If you think that religious dogma has not changed then you're ignorant of religion.
And this makes you some kind of iconoclastic 'rebel'.
Well, I'M impressed.
I never claimed to be anything. I'll run with a herd if there's a good herd to run along with. There isn't necessarily anything wrong with the urge to merge, even now your brain is blurring things together to paint a picture and an image for you to see.
If you want to see 'urge to merge, running with the herd', I suggest you check out Uncommon Descent.
What do you expect, they're beginning to form their own community. It's the establishment's lose because ID is a tool that is already in use that only needs to be formalized so that it can be used even more. In the end, no one is going to care what is called "scientific" as long as it works.
Hey Mynym, would you mind explaining to me what the scientific theory of ID is?
In the instance I have in mind it would be taking a specification or definition of what you think a work of malevolent intelligence would look like in patterns of information and then testing if the data for it. I don't really care if you call that scientific or not, as long as the results are correct and the pursuit of truth is furthered.

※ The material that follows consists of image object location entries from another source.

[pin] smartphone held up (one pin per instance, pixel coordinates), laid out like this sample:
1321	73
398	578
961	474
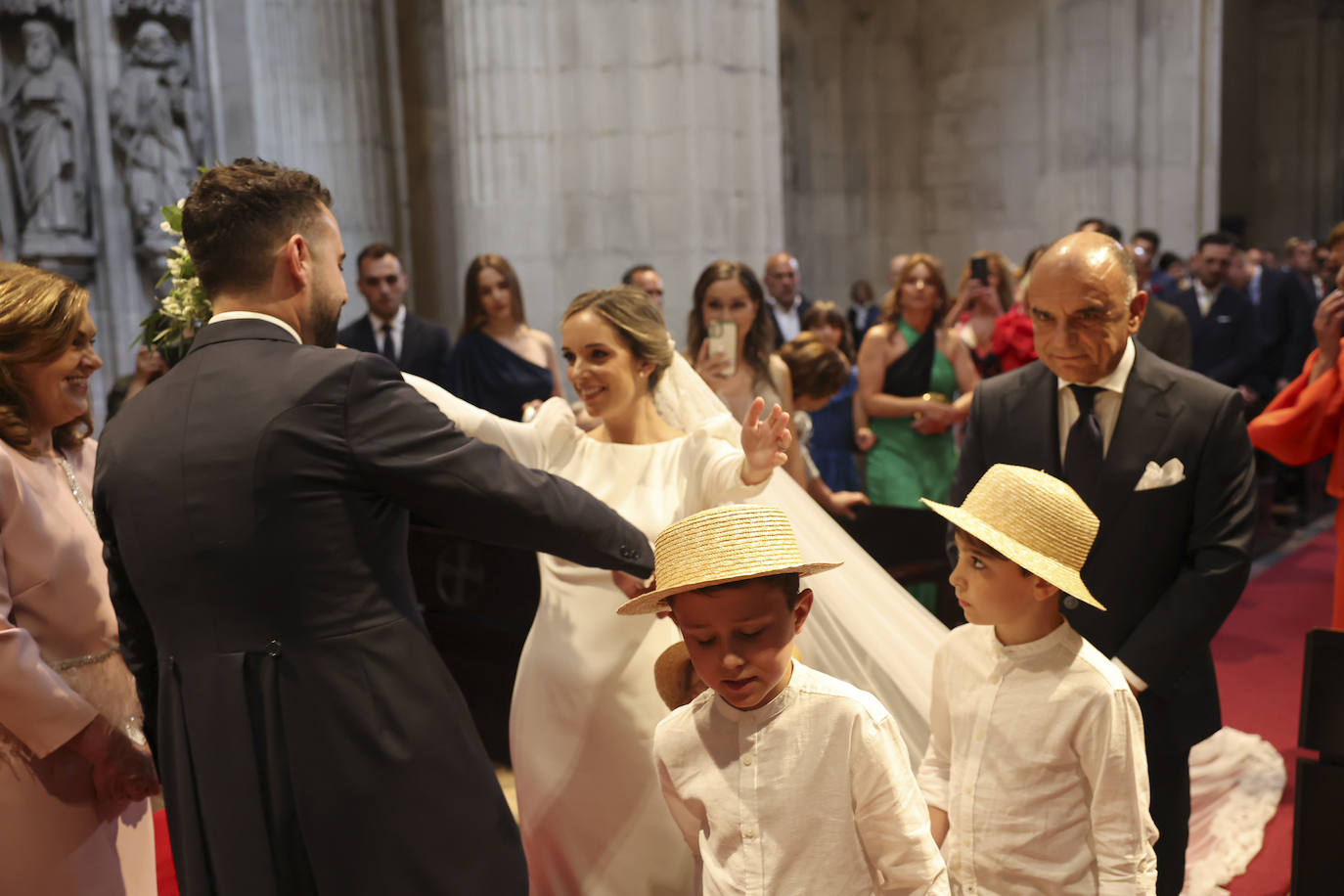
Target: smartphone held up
723	340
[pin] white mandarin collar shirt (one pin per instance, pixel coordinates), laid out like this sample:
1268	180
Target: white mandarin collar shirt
1037	754
398	330
809	794
787	321
254	316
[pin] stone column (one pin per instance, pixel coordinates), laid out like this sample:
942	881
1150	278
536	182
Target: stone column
1282	166
593	135
935	126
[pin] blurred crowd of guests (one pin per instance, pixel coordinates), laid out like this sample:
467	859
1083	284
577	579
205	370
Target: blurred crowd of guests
879	385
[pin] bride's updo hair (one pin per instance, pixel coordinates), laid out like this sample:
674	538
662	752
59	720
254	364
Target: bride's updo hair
636	319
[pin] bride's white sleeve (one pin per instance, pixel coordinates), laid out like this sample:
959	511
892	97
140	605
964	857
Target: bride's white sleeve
524	442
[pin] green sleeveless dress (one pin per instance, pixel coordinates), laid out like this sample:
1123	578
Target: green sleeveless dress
905	465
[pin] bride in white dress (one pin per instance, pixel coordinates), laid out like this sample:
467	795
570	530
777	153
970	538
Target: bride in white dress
585	705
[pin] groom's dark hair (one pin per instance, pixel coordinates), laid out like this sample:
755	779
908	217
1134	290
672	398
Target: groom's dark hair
237	215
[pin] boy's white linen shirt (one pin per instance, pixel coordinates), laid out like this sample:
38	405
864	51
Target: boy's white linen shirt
809	794
1037	754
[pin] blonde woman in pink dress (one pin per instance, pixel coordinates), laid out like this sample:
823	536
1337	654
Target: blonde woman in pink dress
74	769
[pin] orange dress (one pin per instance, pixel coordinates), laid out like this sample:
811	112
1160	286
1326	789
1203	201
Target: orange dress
1304	424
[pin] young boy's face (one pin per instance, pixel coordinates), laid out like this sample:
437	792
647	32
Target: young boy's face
991	590
740	639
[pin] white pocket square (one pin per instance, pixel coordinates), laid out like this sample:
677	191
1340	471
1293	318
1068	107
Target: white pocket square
1159	477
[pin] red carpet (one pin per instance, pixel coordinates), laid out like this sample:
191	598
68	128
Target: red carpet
1258	654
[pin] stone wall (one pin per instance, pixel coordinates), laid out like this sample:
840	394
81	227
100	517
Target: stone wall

What's the scientific theory of evolution? Where has the definition that you refer me to been published in the peer reviewed literature as the scientific theory of evolution?
Sir_Toejam · 21 March 2006
Sir_Toejam · 21 March 2006
Arden Chatfield · 21 March 2006
Henry J · 22 March 2006
Ya know, thinking about "evolutionists" "running with the herd", I've thunked up a hypothesis as to why that might be the case:
Consider several people who pay attention to reality, and then describe the same aspect of nature.
I hypothesis that while they may use different phrasing, what they say is quite likely to sound like it's describing the same stuff.
Henry
'Rev Dr' Lenny Flank · 22 March 2006
Michael Geissler · 22 March 2006
Mynym is like Homer Simpson in that episode where he was trying to be a hippy. "Never fear, the Cosmic Jester is here!". He thinks he's freaking with people's minds and being really profound. Everyone else just thinks he's annoying. And smelly.
AC · 22 March 2006
Keith Douglas · 22 March 2006
Why am I not surprised that mynym has failed utterly to engage with the literature on randomness even when prodded? Another ignorant creationist, for sure, if I can be forgiven the redundancy.